No caminho de Salles estão ainda “Tudo O Que Imaginamos Como Luz” (“All We Imagine as Light”, da Índia); “A Garota da Agulha” (“The Girl with the Needle”, da Dinamarca); “Vermiglio”, da Itália; e “The Seed of the Sacred Fig”, misto de drama e thriller com CEP do Irã que vem sendo indicado pela Alemanha, que o coproduziu. A produção indiana é vista, hoje, como a mais potente concorrência de “Ainda Estou Aqui”, uma vez que sua realizadora, Payal Kapadia, foi indicada ao Globo de Melhor Direção.
A concorrência de Fernanda Torres também é forte. Suas adversárias são Pamela Anderson (“The Last Showgirl”); Angelina Jolie (“Maria”); Nicole Kidman (“Babygirl”); Tilda Swinton (“O Quarto Ao Lado”) e Kate Winslet (“Lee”).

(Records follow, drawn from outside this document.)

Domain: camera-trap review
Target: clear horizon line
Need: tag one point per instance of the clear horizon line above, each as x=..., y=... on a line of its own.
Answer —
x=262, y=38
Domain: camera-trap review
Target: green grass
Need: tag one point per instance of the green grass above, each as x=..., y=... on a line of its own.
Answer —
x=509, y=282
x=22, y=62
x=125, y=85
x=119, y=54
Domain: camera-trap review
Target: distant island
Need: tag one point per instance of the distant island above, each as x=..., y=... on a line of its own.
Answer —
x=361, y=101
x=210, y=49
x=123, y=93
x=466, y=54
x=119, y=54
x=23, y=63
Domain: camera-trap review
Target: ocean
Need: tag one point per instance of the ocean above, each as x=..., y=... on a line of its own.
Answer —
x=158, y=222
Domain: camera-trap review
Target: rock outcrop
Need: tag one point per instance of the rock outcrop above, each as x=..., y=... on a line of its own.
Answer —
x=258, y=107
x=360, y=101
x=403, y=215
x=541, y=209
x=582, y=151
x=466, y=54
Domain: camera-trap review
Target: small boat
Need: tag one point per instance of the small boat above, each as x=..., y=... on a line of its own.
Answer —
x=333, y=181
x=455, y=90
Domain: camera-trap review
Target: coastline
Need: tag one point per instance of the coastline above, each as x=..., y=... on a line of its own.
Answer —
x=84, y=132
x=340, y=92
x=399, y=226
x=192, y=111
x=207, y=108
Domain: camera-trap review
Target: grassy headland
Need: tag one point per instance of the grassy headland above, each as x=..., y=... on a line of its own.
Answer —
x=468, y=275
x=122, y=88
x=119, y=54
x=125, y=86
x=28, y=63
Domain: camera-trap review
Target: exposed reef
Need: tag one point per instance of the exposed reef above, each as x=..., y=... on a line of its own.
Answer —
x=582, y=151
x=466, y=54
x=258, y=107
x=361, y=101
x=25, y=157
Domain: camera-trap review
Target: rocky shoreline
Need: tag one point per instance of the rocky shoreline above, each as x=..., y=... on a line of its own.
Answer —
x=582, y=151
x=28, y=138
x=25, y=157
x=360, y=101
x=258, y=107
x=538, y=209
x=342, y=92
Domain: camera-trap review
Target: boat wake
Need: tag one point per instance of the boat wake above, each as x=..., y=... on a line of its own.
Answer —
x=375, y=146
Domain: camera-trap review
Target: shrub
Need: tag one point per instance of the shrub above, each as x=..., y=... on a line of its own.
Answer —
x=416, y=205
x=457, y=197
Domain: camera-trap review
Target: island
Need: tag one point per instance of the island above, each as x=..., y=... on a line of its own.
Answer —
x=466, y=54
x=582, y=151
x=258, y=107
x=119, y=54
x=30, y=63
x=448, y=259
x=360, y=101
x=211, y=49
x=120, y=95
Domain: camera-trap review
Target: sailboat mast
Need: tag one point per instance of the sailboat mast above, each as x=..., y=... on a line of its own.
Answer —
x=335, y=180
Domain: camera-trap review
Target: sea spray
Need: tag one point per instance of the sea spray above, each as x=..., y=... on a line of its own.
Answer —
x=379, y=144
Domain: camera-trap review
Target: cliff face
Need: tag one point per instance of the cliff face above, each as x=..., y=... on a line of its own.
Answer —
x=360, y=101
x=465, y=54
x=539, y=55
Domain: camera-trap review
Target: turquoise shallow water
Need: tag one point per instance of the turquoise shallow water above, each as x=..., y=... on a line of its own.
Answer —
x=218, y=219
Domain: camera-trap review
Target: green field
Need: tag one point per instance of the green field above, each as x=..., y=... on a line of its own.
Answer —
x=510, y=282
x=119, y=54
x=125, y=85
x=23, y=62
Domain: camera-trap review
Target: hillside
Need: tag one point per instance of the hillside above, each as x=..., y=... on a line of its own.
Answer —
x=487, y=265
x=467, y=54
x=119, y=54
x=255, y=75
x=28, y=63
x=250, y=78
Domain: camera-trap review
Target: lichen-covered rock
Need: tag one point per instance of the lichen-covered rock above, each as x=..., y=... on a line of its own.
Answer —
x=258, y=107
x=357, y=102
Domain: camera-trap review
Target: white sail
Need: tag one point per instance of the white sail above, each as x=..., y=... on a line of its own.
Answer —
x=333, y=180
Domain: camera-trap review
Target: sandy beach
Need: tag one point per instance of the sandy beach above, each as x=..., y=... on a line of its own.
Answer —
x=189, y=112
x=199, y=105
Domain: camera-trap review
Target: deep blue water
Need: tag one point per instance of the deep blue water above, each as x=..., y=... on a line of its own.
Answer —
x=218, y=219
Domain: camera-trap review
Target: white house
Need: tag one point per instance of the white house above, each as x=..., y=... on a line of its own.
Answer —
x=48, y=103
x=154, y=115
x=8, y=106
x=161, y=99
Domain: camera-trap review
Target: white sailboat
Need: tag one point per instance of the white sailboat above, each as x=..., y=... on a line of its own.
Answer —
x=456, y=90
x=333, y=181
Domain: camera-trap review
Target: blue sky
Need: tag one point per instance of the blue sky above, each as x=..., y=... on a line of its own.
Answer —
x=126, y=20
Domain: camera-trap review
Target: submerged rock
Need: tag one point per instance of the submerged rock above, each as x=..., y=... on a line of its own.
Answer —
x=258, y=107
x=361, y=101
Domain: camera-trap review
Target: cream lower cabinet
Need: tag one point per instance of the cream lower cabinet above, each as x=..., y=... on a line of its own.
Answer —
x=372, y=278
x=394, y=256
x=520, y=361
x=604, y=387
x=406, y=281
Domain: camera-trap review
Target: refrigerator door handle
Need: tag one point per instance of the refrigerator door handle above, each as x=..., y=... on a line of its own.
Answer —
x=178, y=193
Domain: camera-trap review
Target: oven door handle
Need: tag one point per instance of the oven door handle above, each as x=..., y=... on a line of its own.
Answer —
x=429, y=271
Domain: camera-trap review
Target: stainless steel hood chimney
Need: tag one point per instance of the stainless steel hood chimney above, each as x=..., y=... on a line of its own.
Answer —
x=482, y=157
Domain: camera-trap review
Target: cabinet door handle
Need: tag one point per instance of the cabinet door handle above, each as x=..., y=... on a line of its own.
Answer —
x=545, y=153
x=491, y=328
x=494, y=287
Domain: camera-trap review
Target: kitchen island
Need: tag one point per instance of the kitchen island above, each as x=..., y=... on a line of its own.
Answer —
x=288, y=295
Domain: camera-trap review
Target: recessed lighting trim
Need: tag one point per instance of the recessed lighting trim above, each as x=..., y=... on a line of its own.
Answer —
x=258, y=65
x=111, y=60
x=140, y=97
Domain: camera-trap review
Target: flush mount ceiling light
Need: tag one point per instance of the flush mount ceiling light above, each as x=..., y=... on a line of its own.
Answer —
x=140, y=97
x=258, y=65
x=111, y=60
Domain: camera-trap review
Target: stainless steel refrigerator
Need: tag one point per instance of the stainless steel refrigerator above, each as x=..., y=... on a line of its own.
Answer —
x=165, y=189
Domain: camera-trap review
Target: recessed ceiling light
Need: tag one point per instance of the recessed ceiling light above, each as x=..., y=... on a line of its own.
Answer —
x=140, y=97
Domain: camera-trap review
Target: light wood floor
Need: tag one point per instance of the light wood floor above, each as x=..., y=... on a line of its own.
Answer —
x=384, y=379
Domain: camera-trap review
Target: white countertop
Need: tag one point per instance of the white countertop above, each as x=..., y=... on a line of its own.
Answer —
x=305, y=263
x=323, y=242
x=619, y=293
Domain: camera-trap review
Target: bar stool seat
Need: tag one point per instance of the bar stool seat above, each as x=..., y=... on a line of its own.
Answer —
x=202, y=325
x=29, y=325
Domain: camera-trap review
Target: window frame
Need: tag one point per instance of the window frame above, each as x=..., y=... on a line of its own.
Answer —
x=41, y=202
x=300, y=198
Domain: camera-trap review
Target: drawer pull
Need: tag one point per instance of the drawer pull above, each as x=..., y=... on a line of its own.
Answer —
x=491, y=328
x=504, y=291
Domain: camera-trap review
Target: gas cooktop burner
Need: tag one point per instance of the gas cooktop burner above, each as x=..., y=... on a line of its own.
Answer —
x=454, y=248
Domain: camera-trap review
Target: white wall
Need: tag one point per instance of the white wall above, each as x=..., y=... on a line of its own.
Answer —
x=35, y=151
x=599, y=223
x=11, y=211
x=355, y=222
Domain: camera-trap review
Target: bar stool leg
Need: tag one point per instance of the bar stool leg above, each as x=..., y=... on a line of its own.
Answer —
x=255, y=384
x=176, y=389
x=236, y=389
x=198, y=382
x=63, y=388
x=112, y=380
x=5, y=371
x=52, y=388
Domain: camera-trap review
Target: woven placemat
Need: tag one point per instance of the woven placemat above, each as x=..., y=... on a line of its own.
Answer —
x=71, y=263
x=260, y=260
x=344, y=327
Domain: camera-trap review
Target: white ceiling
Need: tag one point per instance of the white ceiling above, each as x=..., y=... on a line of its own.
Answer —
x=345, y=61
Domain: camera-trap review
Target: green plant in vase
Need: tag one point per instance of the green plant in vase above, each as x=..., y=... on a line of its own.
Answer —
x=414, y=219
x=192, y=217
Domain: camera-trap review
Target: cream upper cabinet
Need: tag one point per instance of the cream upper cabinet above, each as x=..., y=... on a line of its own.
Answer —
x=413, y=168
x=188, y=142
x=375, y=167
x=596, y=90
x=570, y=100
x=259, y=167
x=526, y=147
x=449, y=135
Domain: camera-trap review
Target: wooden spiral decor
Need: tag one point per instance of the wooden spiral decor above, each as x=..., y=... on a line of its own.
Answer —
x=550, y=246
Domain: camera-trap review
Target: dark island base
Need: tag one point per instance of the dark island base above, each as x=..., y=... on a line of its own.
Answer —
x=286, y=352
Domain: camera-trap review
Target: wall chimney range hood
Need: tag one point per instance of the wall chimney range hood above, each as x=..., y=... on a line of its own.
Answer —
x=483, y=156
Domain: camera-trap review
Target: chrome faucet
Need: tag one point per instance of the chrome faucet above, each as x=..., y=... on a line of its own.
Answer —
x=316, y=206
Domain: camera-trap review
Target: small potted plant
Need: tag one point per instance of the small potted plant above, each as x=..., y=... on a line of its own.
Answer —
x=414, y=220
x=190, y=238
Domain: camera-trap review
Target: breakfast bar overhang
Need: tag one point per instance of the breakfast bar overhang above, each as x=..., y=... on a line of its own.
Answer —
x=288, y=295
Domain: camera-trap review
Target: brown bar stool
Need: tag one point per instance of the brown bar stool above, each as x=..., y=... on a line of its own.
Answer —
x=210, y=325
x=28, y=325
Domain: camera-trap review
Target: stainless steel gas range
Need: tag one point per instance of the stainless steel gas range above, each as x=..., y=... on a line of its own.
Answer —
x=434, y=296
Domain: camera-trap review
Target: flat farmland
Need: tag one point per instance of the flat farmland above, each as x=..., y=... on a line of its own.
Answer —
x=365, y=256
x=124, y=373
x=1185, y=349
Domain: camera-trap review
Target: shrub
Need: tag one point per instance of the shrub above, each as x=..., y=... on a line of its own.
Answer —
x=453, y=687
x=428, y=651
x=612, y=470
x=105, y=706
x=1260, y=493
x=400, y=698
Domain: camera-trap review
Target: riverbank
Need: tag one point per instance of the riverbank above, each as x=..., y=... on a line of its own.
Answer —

Premiada em Cannes, em 1986, por “Eu Sei Que Vou Te Amar”, a estrela de marcos do nosso teatro (“A Casa dos Budas Ditosos”) e de nossa TV (“Os Normais”) vem sendo elogiada em todos os festivais por onde “Ainda Estou Aqui” já passou, incluindo mostras em San Sebastián, Nova York, Toronto e Marrakech.
No passado, acreditava-se que a vitória no Globo de Ouro era uma garantia de Oscar, mas hoje já se sabe que não, apesar de assegurar prestígio a suas/seus nomeadas/os. O maior peso no futuro dos oscarizáveis vem dos prêmios de entidades de classe, com destaque para duas: o Sindicato de Atrizes e Atores, o Screen Actors Guild (SAG) e o Sindicato de Produtoras/es, o Producers Guild of America (PGA). O primeiro anuncia seus concorrentes em 8 de janeiro e entrega suas láureas em 23 de fevereiro. O PGA revela seus indicados em 10 de janeiro e contempla seus eleitos em 8 de fevereiro.
Em 17 de dezembro serão divulgadas as shortlists (espécie de eliminatória) da Academia de Hollywood, para algumas categorias. Trata-se de uma peneira dos 15 longas que passam pelo primeiro crivo da instituição em quesitos como Melhor Filme Internacional. Desse contingente saem os indicados, cinco ao todo, a serem anunciados no dia 17 de janeiro, quando sai a lista oficial de concorrentes que estarão em concurso na cerimônia hollywoodiana, agendada para 2 de março, no Dolby Theatre, em Los Angeles. Há 90 produções inscritas, do planeta inteiro.